Mas os cientistas dizem que há uma explicação mais simples para um pôr do sol tão vívido. Conhecido localmente como “candilazo”, ocorre quando a luz solar passa através de camadas mais espessas da atmosfera, espalhando comprimentos de onda azuis e violetas e fazendo com que tons de vermelho e laranja dominem o céu.
Isso é chamado de espalhamento Rayleigh, que aumenta quando há mais partículas na atmosfera, como poeira, fumaça ou umidade. Isto ocorre frequentemente quando a poeira do Saara é soprada através do Oceano Atlântico para esta parte do mundo, exacerbando ainda mais as cores do pôr do sol no norte da América do Sul.

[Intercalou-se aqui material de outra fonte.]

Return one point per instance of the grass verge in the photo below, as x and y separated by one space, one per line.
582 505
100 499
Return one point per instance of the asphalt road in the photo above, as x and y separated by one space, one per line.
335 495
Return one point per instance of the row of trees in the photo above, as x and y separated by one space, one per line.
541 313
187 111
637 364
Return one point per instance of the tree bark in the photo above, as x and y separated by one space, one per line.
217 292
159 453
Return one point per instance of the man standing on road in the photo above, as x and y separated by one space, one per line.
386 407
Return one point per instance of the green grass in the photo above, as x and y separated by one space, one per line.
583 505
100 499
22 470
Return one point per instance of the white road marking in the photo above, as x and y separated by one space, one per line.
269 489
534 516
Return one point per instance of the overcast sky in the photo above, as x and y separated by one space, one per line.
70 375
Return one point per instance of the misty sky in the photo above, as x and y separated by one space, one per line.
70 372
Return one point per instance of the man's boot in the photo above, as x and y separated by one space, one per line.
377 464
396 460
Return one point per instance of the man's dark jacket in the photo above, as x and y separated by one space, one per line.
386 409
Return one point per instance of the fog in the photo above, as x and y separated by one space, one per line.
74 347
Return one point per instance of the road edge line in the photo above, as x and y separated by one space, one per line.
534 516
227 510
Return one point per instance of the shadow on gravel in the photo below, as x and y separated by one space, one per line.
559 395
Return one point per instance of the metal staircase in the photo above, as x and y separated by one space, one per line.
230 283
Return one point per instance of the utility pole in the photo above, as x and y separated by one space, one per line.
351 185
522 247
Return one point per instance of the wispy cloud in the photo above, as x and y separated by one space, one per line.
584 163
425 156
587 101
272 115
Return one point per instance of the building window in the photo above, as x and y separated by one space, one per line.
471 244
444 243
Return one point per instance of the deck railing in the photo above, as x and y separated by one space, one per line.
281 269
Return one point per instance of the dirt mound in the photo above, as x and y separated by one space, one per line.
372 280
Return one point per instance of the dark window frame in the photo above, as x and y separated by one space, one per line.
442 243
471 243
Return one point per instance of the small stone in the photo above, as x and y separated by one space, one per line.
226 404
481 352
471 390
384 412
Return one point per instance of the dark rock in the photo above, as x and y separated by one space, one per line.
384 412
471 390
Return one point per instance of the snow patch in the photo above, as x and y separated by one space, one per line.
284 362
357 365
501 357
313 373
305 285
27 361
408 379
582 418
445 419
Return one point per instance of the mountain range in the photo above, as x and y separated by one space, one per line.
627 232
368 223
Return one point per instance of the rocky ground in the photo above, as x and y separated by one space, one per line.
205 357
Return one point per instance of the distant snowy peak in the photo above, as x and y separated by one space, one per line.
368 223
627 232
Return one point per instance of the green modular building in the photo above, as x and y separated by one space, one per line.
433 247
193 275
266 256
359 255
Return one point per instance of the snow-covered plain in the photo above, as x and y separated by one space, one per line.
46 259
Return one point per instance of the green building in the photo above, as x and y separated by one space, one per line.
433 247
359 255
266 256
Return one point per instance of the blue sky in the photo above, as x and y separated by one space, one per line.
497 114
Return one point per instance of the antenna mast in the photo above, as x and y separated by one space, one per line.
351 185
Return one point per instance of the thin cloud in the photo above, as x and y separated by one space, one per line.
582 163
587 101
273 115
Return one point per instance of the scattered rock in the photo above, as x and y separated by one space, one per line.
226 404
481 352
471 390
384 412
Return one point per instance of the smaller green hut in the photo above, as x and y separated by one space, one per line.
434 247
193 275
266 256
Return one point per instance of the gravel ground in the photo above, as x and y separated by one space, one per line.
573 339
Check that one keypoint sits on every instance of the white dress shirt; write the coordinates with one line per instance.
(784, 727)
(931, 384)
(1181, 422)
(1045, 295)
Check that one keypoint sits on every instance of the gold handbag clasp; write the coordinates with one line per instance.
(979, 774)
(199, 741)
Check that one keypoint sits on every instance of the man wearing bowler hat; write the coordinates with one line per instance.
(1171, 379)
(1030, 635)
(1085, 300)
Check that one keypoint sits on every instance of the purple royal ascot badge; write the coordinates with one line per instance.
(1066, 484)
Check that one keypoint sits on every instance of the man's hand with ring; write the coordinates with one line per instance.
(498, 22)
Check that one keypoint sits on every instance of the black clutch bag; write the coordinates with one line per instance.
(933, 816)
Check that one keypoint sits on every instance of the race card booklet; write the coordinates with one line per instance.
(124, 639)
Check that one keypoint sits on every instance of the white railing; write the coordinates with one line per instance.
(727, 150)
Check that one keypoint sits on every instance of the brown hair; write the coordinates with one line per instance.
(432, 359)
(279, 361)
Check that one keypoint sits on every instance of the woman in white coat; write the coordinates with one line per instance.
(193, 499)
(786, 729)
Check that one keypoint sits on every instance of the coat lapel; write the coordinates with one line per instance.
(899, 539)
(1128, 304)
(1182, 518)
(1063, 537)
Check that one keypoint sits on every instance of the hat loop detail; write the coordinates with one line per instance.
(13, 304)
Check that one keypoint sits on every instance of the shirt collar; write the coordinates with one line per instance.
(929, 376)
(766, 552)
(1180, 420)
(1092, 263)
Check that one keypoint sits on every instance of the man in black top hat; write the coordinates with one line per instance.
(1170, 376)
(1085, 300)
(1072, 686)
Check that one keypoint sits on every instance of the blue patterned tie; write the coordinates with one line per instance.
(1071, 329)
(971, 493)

Os terremotos, que mediram magnitude 7,2 e 7,5 respectivamente, podem ter causado o aparecimento de mais partículas de poeira no ar depois que muitos edifícios desabaram.
No entanto, os geofísicos dizem que não há provas científicas que liguem o pôr-do-sol vermelho à actividade sísmica, e a comunidade científica está dividida sobre se as luzes sísmicas (EQLs) são reais.
“Os geofísicos estão divididos sobre o momento dos terremotos e até que ponto os relatos individuais de iluminação incomum perto do epicentro realmente representam o EQL”, disse o Serviço Geológico dos EUA em seu site. “Alguns são céticos de que esses relatórios constituam evidências conclusivas de EQL, enquanto outros acreditam que pelo menos alguns dos relatórios parecem ser consistentes com EQL.”
Assim, apesar da especulação online, os céus dramáticos sobre Caracas foram apenas um evento natural e não relacionado com o terramoto, que foi causado pelo movimento opressivo dos limites das placas caribenhas e sul-americanas.